O problema maior em França está na direita extremista, que sob a insígnia da Frente Nacional capitaliza também o essencial do discurso anti-europeu, mobilizando os cidadãos "invisíveis" e "esquecidos" dos arrabaldes citadinos e das pequenas comunidades do interior que se sentem excluídos desta construção europeia enquanto contemplam, nostálgicos, as ruínas das fábricas - símbolos da França de outrora. Orgulhosa potência industrial e cultural até há poucos décadas, a velha pátria do general De Gaulle atravessa um período de inegável decadência.

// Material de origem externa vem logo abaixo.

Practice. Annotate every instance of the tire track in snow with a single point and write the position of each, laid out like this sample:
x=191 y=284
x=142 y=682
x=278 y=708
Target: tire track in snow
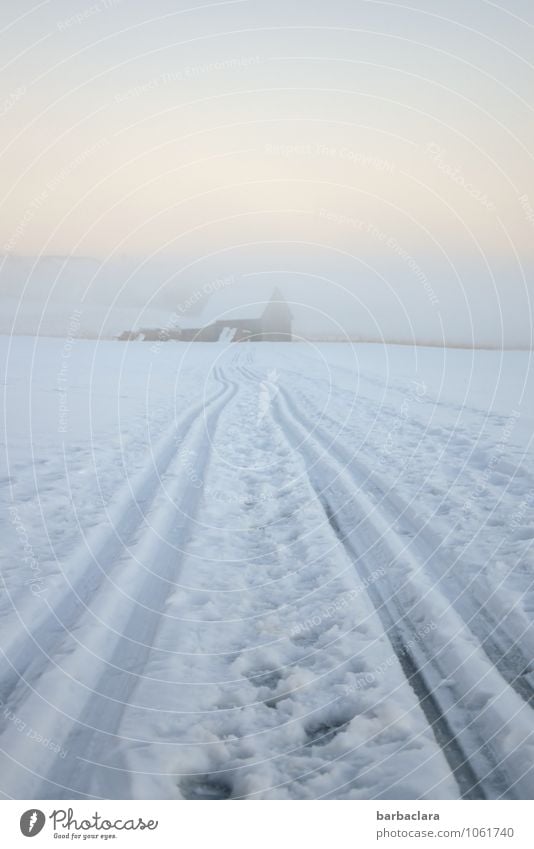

Qualquer dos candidatos, para vencer no domingo, precisa dos votos que agora recaíram na Frente Nacional, cujas propostas merecem a aprovação de 37% dos franceses. Como acentuava há dias o insuspeito Le Monde, «é Marine Le Pen quem conduz esta campanha. São os temas da extrema-direita que estão no centro do debate».
Assim é. Já influenciaram o errático discurso de Sarkozy, que agora defende a suspensão do acordo de Schengen no espaço francês. E até o prudente Hollande começa a lançar sérias prevenções contra a imigração descontrolada.
A contaminação do centro político por franjas radicais é a consequência mais preocupante da crise europeia. Não tenhamos dúvidas: apesar das dificuldades actuais, a União Europeia - parafraseando Churchill - é a pior das configurações políticas excluindo todas as restantes. Mil anos de guerras sangrentas provocadas pela confrontação dos nacionalismos na Europa confirmam esta evidência.

Publicado também aqui

 

ADENDA: Excertos de alguns dos principais debates presidenciais em França


tiro de Pedro Correia
tiro único | gosto pois!

De jfd a 2 de Maio de 2012 às 17:06
De facto qualquer um poderá vencer.
Este lento e sustentado reforço da extrema-direita em certos países nos últimos anos sendo a França um exemplo, ou a explosão recente na Grécia - confesso - que não me assustam. Talvez por não querer atender a uma realidade que não quero que o seja.
Acredito que mesmo sendo tolo, o povo tenderá, tal como uma distribuição de poisson , a ser previsível e o centrão será sempre o centrão . E deste ponto de vista, penso que a mudança à esquerda será benéfica para todos nós.
Porquê?
Porque será algo de muito ingrato para os senhores que não farão 1/10 do que advogam por essa Europa fora, mas trarão uma frescura a uma fórmula que talvez esteja esgotada no que toca à actuação do eixo Franco-Alemão. Com este resultado seríamos nós os ganhadores com as externalidades positivas (que as espero).
Mantendo-se tudo na mesma, haverá com certeza uma alteração de fundo nas políticas de Sarko e aí também considero o caso anterior.
Serei optimista demais? Talvez sim. Mas como é grátis e não está sujeito a imposto, apraz-me o seu uso!


De Pedro Correia a 2 de Maio de 2012 às 21:50
Jorge, o problema na Europa não é de modelo: é de crescimento. Com níveis de estagnação ou mesmo recessão económica (com a notável excepção da Alemanha), a UE perde influência, a todo o momento, neste mundo globalizado. Isto ajuda a explicar a proliferação de movimentos políticos eurófobos, à esquerda e à direita.


De jfd a 4 de Maio de 2012 às 17:02
Concordo, mas não será de se considerar que do modelo emana o enquadramento para o (ou não) crescimento?


De Pedro Correia a 4 de Maio de 2012 às 22:22
Sem dúvida. Mas não me parece haver grande alternativa ao actual modelo. A questão é compatibilizá-lo com o crescimento. E para isso há que fazer reformas. Sem esquecer a maior e mais complexa de todas: a de mentalidades.